En 1975, el tío Manuel Guibert, que si no estoy equivocado era judío odesita, en Buenos Aires, me llevó al zoológico a ver su afamada pantera negra. De si era jaguar o leopardo no podría ya decirlo. Era para mí más importante que la Torre de los ingleses. Luego de eso, perecer no hubiera resultado tan dramático. Estaba en la capital para exámenes médicos de un extraño mal que me aquejaba y que por meses no habían podido saber qué era en Bolivia. Con mi primo Horacio, médico, caminamos entre los charcos de Pompeya hacia desvencijados hospitales con excelentes profesionales. Tiempo de represión. Como paciente he vivido mucho más largo que todos los que me trataron. Células del ERP pululaban por allí y por allí venteaba la muerte. “Pompeya y más allá la inundación…”.

Veo un terrible reporte acerca de las bajas rusas en el frente oriental de la guerra de Ucrania. Es tal la cantidad de cuerpos insepultos que unos no se arriesgan a limpiar el campo por miedo a perder la vida y a otros no les interesa. El hombre siempre ha sido materia desechable para Rusia. A quién le interesa que las esposas de los mobiks se manifiesten con rosas rojas en Moscú. Un furibundo fascista de la televisión estatal les pregunta en pantalla: sus maridos son héroes y ¿ustedes, qué son? No se puede cuestionar al líder supremo, no hasta que lo ejecuten como a los Ceauşescu. Rosas rojas para tu tumba, quizá cantaba el bolero.

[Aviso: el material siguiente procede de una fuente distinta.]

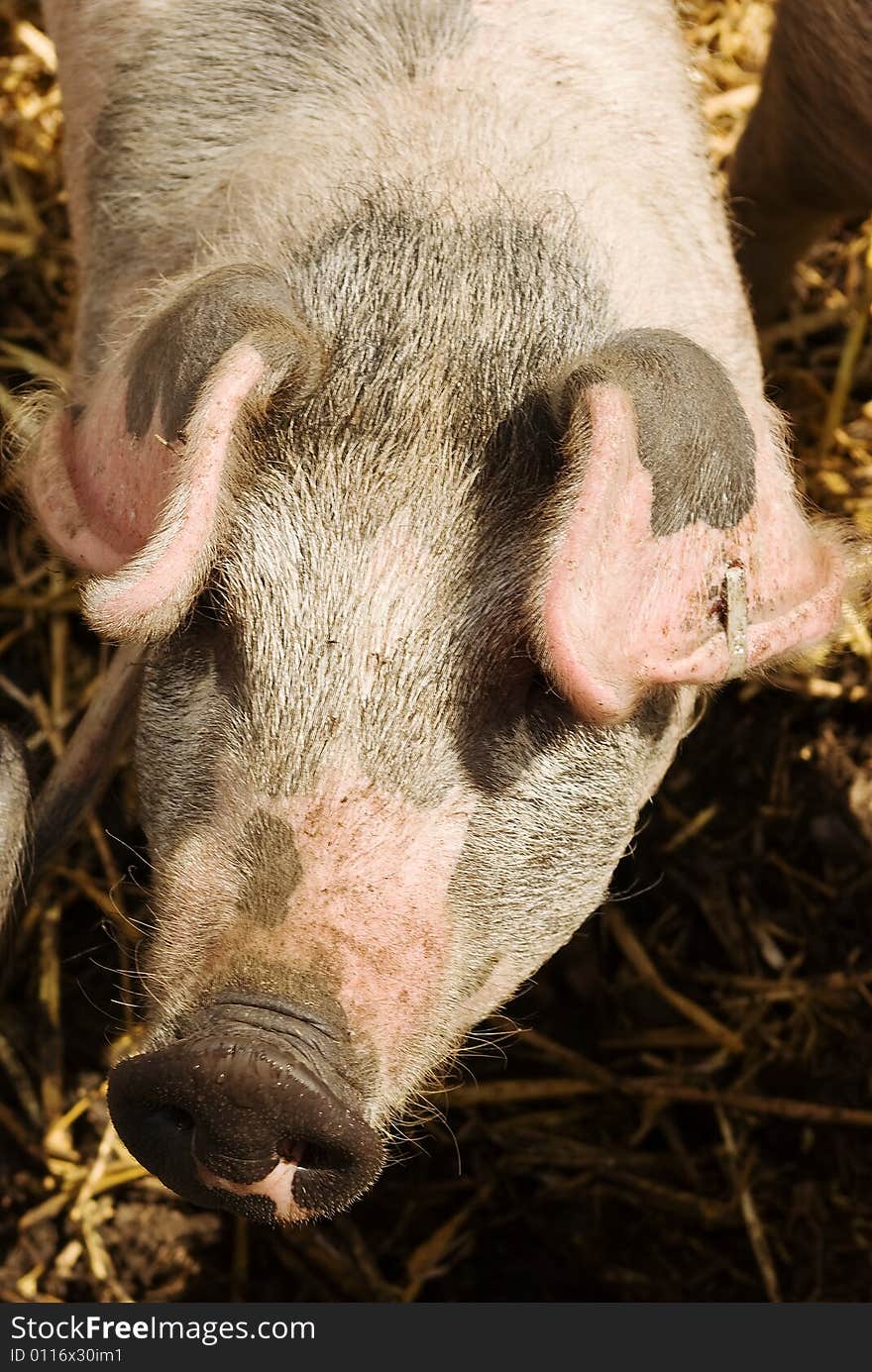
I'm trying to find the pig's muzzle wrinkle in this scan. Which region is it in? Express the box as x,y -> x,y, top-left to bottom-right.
108,995 -> 383,1223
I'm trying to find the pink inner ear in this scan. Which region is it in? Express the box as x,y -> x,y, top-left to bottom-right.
542,384 -> 844,723
26,340 -> 265,638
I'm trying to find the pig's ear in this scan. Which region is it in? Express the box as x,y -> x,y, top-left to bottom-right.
535,329 -> 843,723
22,266 -> 321,641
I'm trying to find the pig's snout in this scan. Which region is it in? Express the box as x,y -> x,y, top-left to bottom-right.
108,997 -> 383,1225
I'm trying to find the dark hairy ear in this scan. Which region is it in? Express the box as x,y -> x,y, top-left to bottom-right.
24,264 -> 323,641
537,329 -> 844,723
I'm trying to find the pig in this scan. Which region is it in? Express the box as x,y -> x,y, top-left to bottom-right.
729,0 -> 872,324
21,0 -> 867,1225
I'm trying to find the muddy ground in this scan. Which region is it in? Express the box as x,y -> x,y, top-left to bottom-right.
0,0 -> 872,1301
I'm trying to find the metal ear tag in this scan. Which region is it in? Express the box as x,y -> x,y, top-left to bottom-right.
723,563 -> 748,681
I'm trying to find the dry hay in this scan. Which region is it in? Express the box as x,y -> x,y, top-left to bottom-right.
0,0 -> 872,1301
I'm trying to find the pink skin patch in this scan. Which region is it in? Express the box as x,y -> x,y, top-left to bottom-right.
542,385 -> 844,723
26,340 -> 265,637
272,780 -> 474,1081
196,1162 -> 309,1223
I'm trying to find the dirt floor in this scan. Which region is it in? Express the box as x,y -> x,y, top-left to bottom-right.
0,0 -> 872,1301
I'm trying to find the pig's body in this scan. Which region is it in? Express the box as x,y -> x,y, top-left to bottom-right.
29,0 -> 856,1221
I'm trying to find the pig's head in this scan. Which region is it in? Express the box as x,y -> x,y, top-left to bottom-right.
26,211 -> 840,1222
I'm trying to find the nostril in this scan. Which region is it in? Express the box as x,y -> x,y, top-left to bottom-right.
161,1106 -> 195,1133
108,1018 -> 383,1222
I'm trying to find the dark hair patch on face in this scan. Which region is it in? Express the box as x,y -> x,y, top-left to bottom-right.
567,329 -> 757,538
236,809 -> 302,929
125,264 -> 314,443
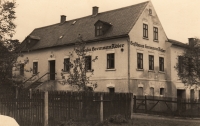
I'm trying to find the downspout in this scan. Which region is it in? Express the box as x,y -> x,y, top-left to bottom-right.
127,37 -> 131,93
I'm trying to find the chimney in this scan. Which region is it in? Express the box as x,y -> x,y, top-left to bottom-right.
92,6 -> 99,16
60,15 -> 66,24
188,38 -> 196,47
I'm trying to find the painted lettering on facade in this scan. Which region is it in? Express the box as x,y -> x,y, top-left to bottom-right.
131,41 -> 165,52
86,44 -> 124,51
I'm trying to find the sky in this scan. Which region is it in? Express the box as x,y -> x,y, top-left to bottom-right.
13,0 -> 200,43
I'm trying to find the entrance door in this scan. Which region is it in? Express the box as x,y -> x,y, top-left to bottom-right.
177,89 -> 185,99
49,60 -> 56,80
177,89 -> 186,111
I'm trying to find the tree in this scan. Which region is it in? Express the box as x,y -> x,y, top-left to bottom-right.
67,35 -> 98,91
175,38 -> 200,86
0,1 -> 20,93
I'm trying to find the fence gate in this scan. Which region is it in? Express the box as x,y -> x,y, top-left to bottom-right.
0,93 -> 44,126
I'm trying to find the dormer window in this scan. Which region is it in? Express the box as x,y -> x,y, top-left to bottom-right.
94,20 -> 112,36
96,25 -> 103,36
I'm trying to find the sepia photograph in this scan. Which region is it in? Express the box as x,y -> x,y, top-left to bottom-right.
0,0 -> 200,126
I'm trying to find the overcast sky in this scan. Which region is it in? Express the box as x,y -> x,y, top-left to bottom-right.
13,0 -> 200,43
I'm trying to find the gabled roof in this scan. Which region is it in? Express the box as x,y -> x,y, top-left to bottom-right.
168,39 -> 188,48
22,1 -> 149,51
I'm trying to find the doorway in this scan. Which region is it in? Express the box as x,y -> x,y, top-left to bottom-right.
49,60 -> 56,80
177,89 -> 186,111
177,89 -> 185,99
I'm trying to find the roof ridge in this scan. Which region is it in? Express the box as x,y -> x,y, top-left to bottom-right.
98,1 -> 149,14
34,1 -> 149,30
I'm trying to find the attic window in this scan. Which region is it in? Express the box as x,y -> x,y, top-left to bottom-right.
95,25 -> 103,36
149,9 -> 152,16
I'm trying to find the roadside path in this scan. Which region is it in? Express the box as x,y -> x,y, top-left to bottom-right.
131,113 -> 200,123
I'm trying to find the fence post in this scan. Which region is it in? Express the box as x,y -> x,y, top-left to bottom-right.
134,95 -> 136,113
100,94 -> 103,122
144,95 -> 147,113
44,91 -> 48,126
29,89 -> 32,99
131,94 -> 133,113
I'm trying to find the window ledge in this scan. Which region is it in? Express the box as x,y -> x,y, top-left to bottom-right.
86,70 -> 93,72
106,69 -> 116,71
153,40 -> 159,42
148,70 -> 155,73
143,37 -> 149,40
158,71 -> 165,74
136,68 -> 144,71
61,72 -> 69,74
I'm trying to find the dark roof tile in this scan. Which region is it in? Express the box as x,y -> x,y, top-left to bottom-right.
20,2 -> 148,51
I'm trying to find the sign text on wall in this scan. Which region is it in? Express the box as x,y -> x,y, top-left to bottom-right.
86,44 -> 124,51
131,41 -> 165,52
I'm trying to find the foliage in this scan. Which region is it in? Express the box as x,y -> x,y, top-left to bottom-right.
175,39 -> 200,86
0,1 -> 20,93
0,1 -> 16,41
67,35 -> 97,91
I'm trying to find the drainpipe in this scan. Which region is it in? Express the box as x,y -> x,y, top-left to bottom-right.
127,37 -> 131,93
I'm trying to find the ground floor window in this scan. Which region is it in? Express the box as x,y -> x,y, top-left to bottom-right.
85,56 -> 92,70
190,89 -> 194,101
138,87 -> 143,96
108,88 -> 115,93
33,62 -> 38,74
150,87 -> 154,96
64,58 -> 70,72
137,53 -> 143,69
20,64 -> 24,76
107,53 -> 115,69
149,55 -> 154,70
160,88 -> 165,95
159,57 -> 164,71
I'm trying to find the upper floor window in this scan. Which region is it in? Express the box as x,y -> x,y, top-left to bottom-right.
160,88 -> 165,95
159,57 -> 164,71
33,62 -> 38,74
178,56 -> 183,73
109,87 -> 115,93
149,9 -> 152,15
63,58 -> 70,72
107,53 -> 115,69
149,55 -> 154,70
95,25 -> 103,36
137,53 -> 143,69
20,64 -> 24,76
85,56 -> 92,71
153,27 -> 158,40
143,24 -> 148,38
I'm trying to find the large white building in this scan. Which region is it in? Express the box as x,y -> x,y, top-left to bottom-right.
13,1 -> 199,98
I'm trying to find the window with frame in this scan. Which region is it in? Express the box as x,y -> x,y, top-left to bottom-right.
150,87 -> 154,96
178,56 -> 183,73
107,53 -> 115,69
137,53 -> 143,69
138,87 -> 143,96
160,88 -> 165,95
20,64 -> 24,76
153,27 -> 158,40
95,25 -> 103,36
159,57 -> 164,71
85,56 -> 92,71
143,24 -> 148,38
149,55 -> 154,70
33,62 -> 38,74
108,87 -> 115,93
63,58 -> 70,72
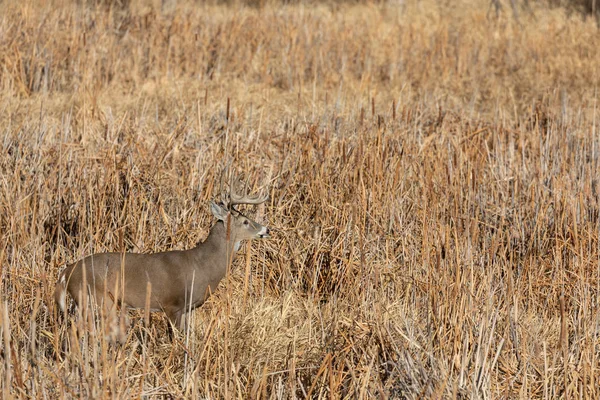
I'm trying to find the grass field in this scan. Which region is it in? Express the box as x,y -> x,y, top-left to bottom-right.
0,0 -> 600,399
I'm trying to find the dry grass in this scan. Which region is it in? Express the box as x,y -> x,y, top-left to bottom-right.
0,0 -> 600,399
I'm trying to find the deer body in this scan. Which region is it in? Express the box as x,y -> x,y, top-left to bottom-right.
55,199 -> 269,328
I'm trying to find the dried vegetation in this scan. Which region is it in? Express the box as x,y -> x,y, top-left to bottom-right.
0,0 -> 600,399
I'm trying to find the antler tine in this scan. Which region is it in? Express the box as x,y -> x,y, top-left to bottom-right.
229,180 -> 269,207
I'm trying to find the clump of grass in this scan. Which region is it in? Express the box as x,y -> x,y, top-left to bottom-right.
0,1 -> 600,398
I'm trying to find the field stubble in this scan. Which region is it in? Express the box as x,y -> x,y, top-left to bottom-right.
0,1 -> 600,398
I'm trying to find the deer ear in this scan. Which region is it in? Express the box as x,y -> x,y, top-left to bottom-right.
210,201 -> 229,221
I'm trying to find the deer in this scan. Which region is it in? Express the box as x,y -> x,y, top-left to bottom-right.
54,185 -> 270,335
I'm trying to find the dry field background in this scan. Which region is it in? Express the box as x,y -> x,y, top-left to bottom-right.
0,0 -> 600,399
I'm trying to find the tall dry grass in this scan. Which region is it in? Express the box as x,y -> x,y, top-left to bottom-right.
0,0 -> 600,398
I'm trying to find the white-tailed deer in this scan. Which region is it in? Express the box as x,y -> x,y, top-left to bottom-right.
54,185 -> 269,329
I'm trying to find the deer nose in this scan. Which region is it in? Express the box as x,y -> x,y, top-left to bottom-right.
259,226 -> 271,239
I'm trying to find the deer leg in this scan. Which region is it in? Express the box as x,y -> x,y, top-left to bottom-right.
165,309 -> 183,340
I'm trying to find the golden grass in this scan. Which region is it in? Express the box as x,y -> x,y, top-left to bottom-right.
0,0 -> 600,398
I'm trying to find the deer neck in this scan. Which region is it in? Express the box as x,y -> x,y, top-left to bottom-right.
197,221 -> 240,264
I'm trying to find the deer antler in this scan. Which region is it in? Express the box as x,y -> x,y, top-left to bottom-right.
228,182 -> 269,207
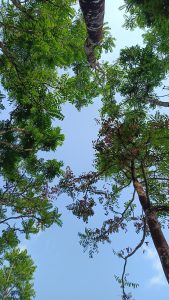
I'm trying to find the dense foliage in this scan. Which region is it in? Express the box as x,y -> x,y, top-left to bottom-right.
0,0 -> 169,300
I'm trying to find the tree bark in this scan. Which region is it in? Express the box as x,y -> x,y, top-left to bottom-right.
79,0 -> 105,68
148,98 -> 169,107
133,178 -> 169,283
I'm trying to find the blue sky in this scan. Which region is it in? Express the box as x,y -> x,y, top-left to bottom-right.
19,0 -> 169,300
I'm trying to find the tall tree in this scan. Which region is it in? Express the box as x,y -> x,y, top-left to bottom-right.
79,0 -> 105,68
0,248 -> 35,300
57,46 -> 169,299
0,0 -> 112,299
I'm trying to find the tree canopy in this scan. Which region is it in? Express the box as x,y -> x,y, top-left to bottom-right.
0,0 -> 169,300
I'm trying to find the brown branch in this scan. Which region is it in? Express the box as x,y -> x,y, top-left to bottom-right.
79,0 -> 105,68
147,98 -> 169,107
131,161 -> 169,283
0,215 -> 41,224
151,205 -> 169,213
121,218 -> 146,296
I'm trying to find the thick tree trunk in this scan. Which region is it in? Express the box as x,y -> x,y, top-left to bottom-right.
79,0 -> 105,68
133,179 -> 169,283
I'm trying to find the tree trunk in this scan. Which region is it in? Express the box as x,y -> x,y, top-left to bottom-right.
79,0 -> 105,68
133,179 -> 169,283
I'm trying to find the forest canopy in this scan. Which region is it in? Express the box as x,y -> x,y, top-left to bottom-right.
0,0 -> 169,300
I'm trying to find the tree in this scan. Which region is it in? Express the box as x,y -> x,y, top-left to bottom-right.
79,0 -> 105,68
0,0 -> 113,299
0,248 -> 35,300
122,0 -> 169,59
57,46 -> 169,299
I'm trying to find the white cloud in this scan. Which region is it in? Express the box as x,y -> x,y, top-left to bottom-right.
143,247 -> 167,287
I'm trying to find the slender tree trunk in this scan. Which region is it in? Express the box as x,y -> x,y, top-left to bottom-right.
133,179 -> 169,283
79,0 -> 105,68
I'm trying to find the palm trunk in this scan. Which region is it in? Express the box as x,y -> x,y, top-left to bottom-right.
133,179 -> 169,283
79,0 -> 105,68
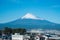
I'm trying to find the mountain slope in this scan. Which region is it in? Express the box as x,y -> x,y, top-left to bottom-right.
0,14 -> 60,30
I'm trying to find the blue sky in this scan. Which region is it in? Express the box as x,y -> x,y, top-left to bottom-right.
0,0 -> 60,24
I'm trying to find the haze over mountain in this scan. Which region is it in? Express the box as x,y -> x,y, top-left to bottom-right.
0,13 -> 60,30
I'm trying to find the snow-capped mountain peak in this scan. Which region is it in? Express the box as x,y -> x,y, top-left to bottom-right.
21,13 -> 43,20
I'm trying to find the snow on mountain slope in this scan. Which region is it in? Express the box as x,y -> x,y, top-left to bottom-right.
21,13 -> 44,20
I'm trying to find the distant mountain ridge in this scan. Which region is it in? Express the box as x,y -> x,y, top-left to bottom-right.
0,14 -> 60,30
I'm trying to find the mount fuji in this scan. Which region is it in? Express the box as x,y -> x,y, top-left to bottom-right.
0,13 -> 60,30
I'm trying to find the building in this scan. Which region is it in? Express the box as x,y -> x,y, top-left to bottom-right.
12,33 -> 23,40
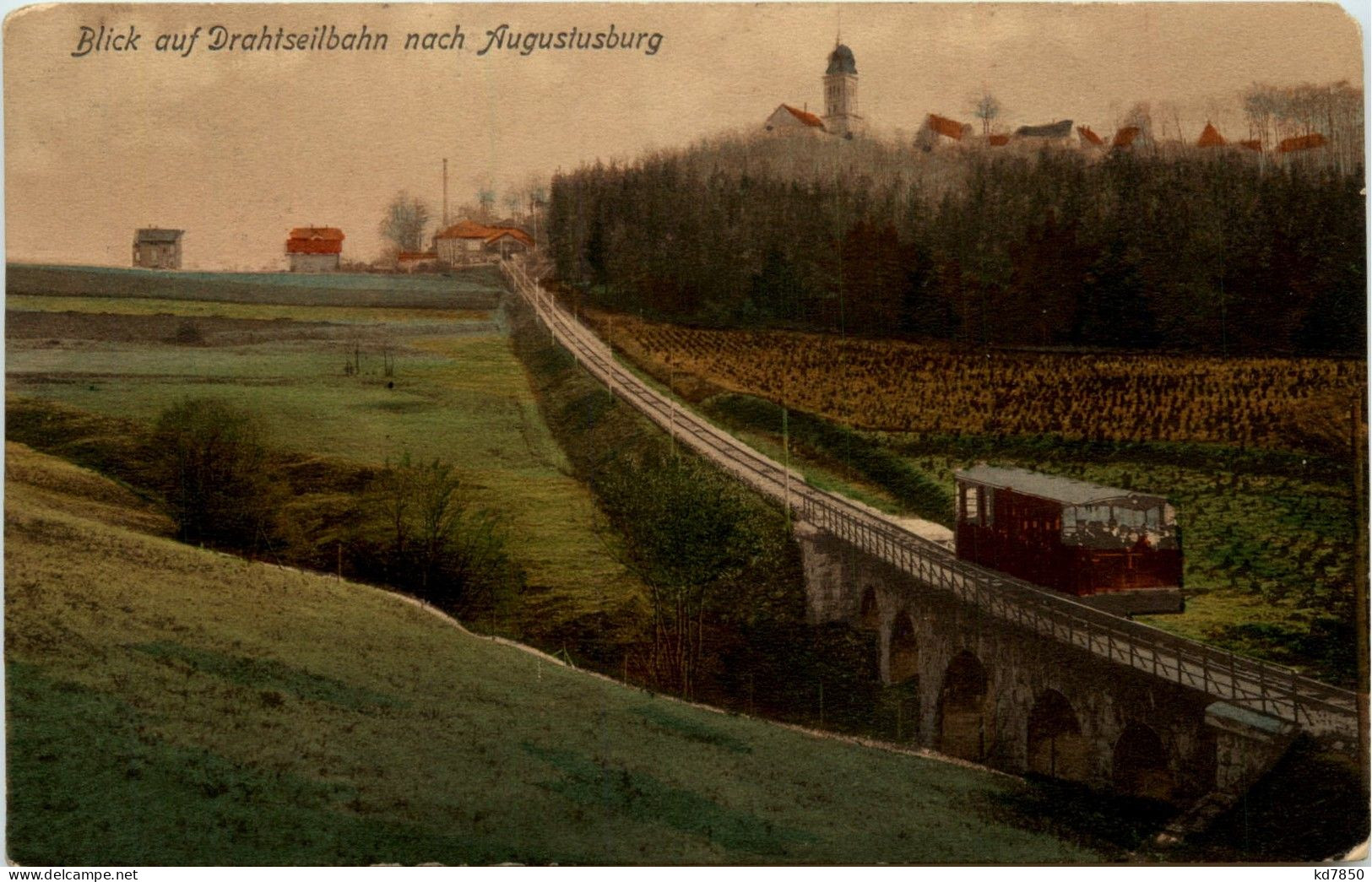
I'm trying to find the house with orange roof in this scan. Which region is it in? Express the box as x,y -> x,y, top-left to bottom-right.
1196,119 -> 1228,147
1277,132 -> 1326,154
1110,127 -> 1140,149
763,105 -> 826,134
434,219 -> 534,263
285,226 -> 344,273
915,114 -> 972,152
1077,127 -> 1106,147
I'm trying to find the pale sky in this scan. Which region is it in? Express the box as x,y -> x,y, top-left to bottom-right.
4,3 -> 1363,269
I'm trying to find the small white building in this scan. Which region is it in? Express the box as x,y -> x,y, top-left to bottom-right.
434,221 -> 534,265
133,226 -> 185,269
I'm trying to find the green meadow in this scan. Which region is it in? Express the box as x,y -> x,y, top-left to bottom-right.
6,425 -> 1118,865
6,272 -> 643,644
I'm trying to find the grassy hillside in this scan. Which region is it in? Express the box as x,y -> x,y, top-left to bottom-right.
6,269 -> 643,652
6,445 -> 1099,864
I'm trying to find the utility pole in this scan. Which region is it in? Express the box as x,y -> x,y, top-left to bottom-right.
1348,398 -> 1372,788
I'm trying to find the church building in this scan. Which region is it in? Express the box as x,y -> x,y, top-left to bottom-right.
763,40 -> 865,138
825,40 -> 863,138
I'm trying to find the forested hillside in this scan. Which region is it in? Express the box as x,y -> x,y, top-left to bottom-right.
549,138 -> 1367,354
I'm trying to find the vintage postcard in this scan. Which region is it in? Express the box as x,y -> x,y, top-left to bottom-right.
3,3 -> 1369,879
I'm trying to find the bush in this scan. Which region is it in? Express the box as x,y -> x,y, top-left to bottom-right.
350,456 -> 522,616
149,398 -> 280,549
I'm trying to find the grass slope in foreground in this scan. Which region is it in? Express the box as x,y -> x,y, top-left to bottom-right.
6,445 -> 1099,864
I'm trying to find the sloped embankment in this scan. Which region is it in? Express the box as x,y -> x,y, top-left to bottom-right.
6,446 -> 1096,864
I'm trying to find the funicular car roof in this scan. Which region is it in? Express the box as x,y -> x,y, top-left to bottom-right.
953,465 -> 1166,507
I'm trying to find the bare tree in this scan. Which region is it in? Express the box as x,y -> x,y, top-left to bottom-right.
972,89 -> 1001,138
382,191 -> 432,251
476,187 -> 496,221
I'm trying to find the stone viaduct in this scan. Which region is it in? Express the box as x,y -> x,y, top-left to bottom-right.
501,261 -> 1365,834
796,522 -> 1295,804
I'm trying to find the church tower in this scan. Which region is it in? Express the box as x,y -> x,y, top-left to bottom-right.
825,40 -> 863,138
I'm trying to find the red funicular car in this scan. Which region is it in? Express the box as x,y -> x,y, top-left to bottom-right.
953,465 -> 1184,614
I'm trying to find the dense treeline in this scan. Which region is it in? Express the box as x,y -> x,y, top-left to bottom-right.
549,138 -> 1367,354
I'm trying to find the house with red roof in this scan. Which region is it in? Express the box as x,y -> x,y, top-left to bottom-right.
434,219 -> 534,263
1277,132 -> 1326,154
1077,127 -> 1106,147
1110,127 -> 1140,149
915,114 -> 972,152
285,226 -> 344,273
763,105 -> 826,134
1196,119 -> 1228,147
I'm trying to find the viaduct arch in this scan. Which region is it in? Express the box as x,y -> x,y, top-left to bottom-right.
797,524 -> 1293,805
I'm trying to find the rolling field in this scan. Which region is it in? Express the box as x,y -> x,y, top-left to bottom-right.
590,313 -> 1367,448
6,445 -> 1104,865
6,263 -> 496,310
6,273 -> 643,652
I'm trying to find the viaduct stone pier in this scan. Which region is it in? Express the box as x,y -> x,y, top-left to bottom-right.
796,522 -> 1295,805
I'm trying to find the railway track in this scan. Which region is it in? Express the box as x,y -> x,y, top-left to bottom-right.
501,261 -> 1358,744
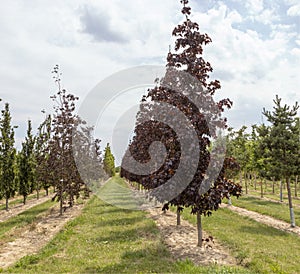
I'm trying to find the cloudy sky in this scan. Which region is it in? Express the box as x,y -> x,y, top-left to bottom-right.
0,0 -> 300,156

Pero eso es materia común. La imagen de Matadero Cinco (George Roy Hill, 1972), basada en un libro de Kurt Vonnegut, del cuerpo ya plano de un soldado fallecido por el que pasan por encima los tanques resulta pan diario. En esta guerra se han visto orcos, que tal vez fueron hombres, partidos por la mitad volándose los sesos. Compañeros muertos amontonados reemplazando bolsas de arena. La muerte llega de arriba y toma fotos de desesperados ojos antes del fin. Peor que el grito de Munch en un interminable puente de horror.

En tales campos hay vida salvaje. Los animales eluden la matanza escondiéndose de día, aunque a decir verdad nadie duerme y la iluminación de las detonaciones llena el horizonte de luz artificial. En medio de esos claroscuros se han visto grupos de zorros alimentándose de rusos muertos. Salen de sus orificios y retornan con carne en demasía para las crías. Sería una sátira macabra burlarse pero tampoco asoma piedad. No hay sentimientos contradictorios, al fin todo se resume en la odisea humana elemental: ellos y nosotros; ellos o nosotros. Y que los zorros sobrevivan mientras la peor especie se destruye.